Writing
I want to write a fiction story again. I’ve written two so far but I want to produce something that is marketable. The problem isn’t the writing itself, it’s coming up with a concept that is worthwhile. The writer/philosopher Ayn Rand said she couldn’t stand tragedies because she thought a writer should create the world as it should be. She didn’t like the concept of the protagonist being an anti-hero, lacking one or more key qualities that they would need in order to be a genuine hero. I, however, like just such a story because the lack and ultimate failing of a main character can be useful in a didactic sense.
In a sense fiction writing is more intensely personal than non-fiction because what you create tells a lot about who you are, whereas with non-fiction you can always cop out by saying you are simply writing about what is. With this in mind my main character should have many of my same likes and dislikes. I’m thinking a climactic battle with a scary midget. Is there another kind?
You could hold a climactic battle with my dog. It would be the ultimate cage match, if you know what I mean Mexi.
Damn, that’s a good one!
For everyone else’s reference, this harkens back to the doggy cage entry.
That might be a fight you would have to videotape, not write about. Then we could sell it on HBO Pay-per-view and make millions. Of course, it would only sell if the winner finished off the fight by having sex with me. Kind of gross either way, lol.
OMG YOU’RE ON A ROLL!!!
Some days you just have it. Should there be peanut butter involved?

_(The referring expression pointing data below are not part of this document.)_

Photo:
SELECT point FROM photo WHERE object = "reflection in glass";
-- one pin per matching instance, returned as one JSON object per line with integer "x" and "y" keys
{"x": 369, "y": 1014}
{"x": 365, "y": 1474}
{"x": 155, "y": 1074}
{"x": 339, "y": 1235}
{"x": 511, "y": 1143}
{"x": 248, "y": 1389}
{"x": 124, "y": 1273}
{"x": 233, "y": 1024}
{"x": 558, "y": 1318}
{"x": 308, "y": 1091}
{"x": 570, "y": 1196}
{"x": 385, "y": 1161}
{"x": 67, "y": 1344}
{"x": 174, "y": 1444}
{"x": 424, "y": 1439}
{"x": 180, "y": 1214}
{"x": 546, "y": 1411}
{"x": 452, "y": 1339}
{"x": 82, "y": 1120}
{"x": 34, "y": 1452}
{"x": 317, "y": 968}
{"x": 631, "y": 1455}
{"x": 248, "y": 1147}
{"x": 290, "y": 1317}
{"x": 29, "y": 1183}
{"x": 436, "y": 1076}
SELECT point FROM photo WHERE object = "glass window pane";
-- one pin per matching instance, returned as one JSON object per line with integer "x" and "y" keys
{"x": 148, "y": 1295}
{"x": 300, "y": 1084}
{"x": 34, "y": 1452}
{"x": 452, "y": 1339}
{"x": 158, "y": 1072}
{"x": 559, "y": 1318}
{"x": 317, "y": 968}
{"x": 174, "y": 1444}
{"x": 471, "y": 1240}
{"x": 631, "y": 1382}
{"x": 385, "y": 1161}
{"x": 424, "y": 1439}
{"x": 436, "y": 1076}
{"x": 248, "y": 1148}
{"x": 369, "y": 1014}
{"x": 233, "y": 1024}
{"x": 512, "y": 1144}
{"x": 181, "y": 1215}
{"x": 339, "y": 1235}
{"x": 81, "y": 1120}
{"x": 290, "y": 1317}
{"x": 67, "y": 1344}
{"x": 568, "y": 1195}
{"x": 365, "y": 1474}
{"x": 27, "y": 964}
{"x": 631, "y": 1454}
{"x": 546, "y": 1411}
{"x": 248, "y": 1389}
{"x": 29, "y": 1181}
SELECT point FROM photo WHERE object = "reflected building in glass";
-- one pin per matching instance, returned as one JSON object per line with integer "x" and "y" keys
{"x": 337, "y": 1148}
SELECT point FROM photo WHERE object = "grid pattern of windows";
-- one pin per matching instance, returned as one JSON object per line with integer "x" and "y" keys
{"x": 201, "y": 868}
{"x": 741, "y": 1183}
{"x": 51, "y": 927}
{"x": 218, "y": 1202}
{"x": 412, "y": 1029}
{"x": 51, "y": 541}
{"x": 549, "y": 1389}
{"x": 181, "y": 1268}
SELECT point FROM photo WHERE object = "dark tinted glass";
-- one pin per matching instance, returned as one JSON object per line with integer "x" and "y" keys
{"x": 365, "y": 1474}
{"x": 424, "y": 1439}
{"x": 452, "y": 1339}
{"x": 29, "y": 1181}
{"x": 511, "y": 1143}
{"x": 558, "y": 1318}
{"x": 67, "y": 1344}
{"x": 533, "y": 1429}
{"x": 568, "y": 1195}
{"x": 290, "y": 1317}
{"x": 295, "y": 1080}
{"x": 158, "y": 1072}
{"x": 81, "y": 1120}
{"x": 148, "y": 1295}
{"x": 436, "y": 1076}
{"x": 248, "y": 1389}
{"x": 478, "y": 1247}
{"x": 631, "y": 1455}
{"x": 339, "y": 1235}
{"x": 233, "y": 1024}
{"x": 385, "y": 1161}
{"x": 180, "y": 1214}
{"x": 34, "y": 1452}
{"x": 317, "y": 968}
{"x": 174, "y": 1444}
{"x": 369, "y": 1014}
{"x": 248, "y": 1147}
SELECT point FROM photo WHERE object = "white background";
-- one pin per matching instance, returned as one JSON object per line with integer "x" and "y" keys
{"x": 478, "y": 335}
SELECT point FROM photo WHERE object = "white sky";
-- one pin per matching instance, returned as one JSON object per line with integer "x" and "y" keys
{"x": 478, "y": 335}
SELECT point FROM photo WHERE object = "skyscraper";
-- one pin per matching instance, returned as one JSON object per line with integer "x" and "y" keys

Yes! I LOVE peanut butter!
How about jello wresting with female midgets before the cage match?
I mean wrestling
Will this be a tag team match?
Jello is for Bill Cosby.
At least I’m giving you midgets. What more could you want?
CHOCOLATE pudding.
Dida- what?
Oh heavens to Mergatroid, I think I made up a word again!
We took 3 out of 4 from the evil 2nd place Leroy’s team, so we are now 8 points ahead in 1st with 5 weeks to go.
Good!!! My hatred of Evil Leroy’s team lives on to this day!
Oh yeah, I still need to mail you the LeRoy’s shirt that I shot all to hell over Christmas. I have your address, I’m just lazy.
It’s not the evil Tuesday night team, that consists of our old teammates. It’s the evil Monday night team, which consists of Fire Marshall Marc and a certain Mr. Chuckie. They aren’t really evil like the other team, but when it comes to competition and first place, they are evil for the night.
I said CHOCOLATE PUDDING Dammit! In a tag team match!